Strengths and limitations of Kaspersky’s report — critical analysis
Strengths:- Kaspersky’s dataset is endpoint-level telemetry with good visibility into installed OS versions for devices protected by its products, making it highly relevant for security posture assessments within that population. (kaspersky.com)
- The report issues a clear, actionable security warning and practical product recommendations for mitigation. (kaspersky.com)
- Sampling bias: KSN telemetry reflects consenting devices where Kaspersky is installed; it may over- or under-represent certain regions, sectors, or device classes.
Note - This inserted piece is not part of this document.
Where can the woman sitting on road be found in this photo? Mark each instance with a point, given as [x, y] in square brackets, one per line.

Extrapolating KSN figures to a global installed base without adjustment can mislead planning. (kaspersky.com)
- Snapshot nature: market shares shift rapidly—weekly StatCounter numbers fluctuated in mid‑2025—so Kaspersky’s numbers are a time‑bounded snapshot, not a continuously representative census. (pcworld.com)
- Regional granularity: some reported regional percentages in secondary outlets are useful, but these must be validated against Kaspersky’s regional pages or original telemetry exports before being used for procurement or compliance decisions.
Final assessment and clear recommendations
- Treat October 14, 2025 as a pivot: systems not updated or covered by ESU will enter a higher risk posture. Microsoft’s lifecycle page documents the date and ESU options. (support.microsoft.com)
- Use Kaspersky’s telemetry as a red flag — particularly if you are a Kaspersky customer — and reconcile its findings with your in-house inventory and other public trackers (StatCounter, ControlUp) before finalizing budgets and timelines. (kaspersky.com)
- For organizations: inventory now, triage critical assets, pilot Windows 11 upgrades, budget for replacements where hardware is incompatible, and use ESU only as a temporary bridge. Harden all remaining Windows 10 machines while you migrate. (microsoft.com)
- For consumers: check upgrade eligibility, back up data, and either upgrade to Windows 11 where possible or enroll in the available consumer ESU options if you need more time. Consider Cloud PC or OS alternatives for older machines that cannot be upgraded economically. (microsoft.com)
- Do not rely on endpoint protection alone. Layered defenses reduce risk but cannot substitute for vendor security updates to the OS kernel and core components. Kaspersky and independent guidance converge on this point. (kaspersky.com)
Microsoft’s fixed deadline, Kaspersky’s telemetry-based warning, and independent market trackers together create a clear picture: migration is necessary, manageable if planned, and costly or chaotic if deferred. The next few months are the final window to convert strategy into action — inventory, triage, and begin migrations now to avoid entering a security posture built on unsupported foundations.